Physical token (Hardware token)
A physical token, also known as a possession factor, is a hardware token, such as a USB stick. The user needs to plug in the USB stick, which contains a secret key.
The secret key combines a unique ID representing the security key registered. The information is encrypted using a key known only to the app and the server established during the account creation.
OTP codes (One Time Passcode)
OTP codes are pin codes or texts that a system randomly generates and sends to the users via SMS or email. When the user attempts a login from a device, the system sends an OTP code that verifies whether it is the same user and the same device accessing the system/app.
Push notification is passwordless authentication that verifies a user by sending a notification to a secure app on the user's device. It alerts the user that an authentication attempt is happening.
The user views the details and can either approve or deny access. It checks whether the device registered with the authentication system is in possession of the user or not.
Biometrics is also known as the inherence factor. It is something inherent to the user. It verifies users based on unique physical traits like fingerprints, facial scans, voice recognition, or behavioral biometrics like keystroke dynamics or speech patterns.
This method requires an app on your mobile phone. Whenever you try to log in to your account, the system sends a code to your app. You can choose any authenticator app such as Authy, Duo, and Google Authenticator.
These apps send the code through an HTTPS connection, so it is nearly impossible for someone to snoop and steal the code before you use it.
2FA is secure but not as secure as we think. Only using 2FA is not foolproof. There are hackers out there who have bypassed two-factor authentication. Twitter's Chief Executive Jack Dorsey's account was hacked using a SIM swap attack.

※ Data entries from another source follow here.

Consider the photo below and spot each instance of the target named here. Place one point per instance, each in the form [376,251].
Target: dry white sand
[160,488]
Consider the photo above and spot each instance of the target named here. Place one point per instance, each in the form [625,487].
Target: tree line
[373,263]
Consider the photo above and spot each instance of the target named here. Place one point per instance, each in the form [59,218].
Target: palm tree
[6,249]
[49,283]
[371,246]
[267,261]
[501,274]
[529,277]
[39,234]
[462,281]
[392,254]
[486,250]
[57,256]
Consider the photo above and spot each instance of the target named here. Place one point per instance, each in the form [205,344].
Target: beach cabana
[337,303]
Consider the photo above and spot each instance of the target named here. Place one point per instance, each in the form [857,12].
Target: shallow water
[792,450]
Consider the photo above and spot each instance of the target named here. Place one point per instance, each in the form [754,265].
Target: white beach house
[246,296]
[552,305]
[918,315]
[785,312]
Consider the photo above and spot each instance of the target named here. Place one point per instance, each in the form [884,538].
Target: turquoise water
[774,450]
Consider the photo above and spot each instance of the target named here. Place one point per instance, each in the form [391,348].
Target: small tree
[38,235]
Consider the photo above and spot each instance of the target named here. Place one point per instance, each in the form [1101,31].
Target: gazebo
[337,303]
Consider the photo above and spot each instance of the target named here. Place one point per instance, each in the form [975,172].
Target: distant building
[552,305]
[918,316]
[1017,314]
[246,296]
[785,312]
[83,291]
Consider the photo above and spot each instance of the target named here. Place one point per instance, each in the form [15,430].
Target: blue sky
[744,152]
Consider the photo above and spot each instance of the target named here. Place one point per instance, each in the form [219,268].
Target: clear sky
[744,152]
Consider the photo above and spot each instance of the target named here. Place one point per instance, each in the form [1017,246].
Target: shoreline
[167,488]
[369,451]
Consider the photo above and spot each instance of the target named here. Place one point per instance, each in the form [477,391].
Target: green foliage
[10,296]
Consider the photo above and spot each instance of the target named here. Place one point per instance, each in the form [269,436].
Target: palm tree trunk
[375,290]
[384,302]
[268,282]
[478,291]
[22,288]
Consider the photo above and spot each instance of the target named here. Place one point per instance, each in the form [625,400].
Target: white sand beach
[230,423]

Only using 2FA can cause a data breach, but combining it with some password managers can make it secure. Even though it is not 100% secure, using 2FA adds a hurdle for the cybercriminals looking to get access to your account. It is better to have and not need than need and not have, and not using any is more vulnerable.
2FA alone may not be that secure, but it is an important part of a broader approach called multifactor authentication, and 2FA is a step toward achieving a secure logging-in system.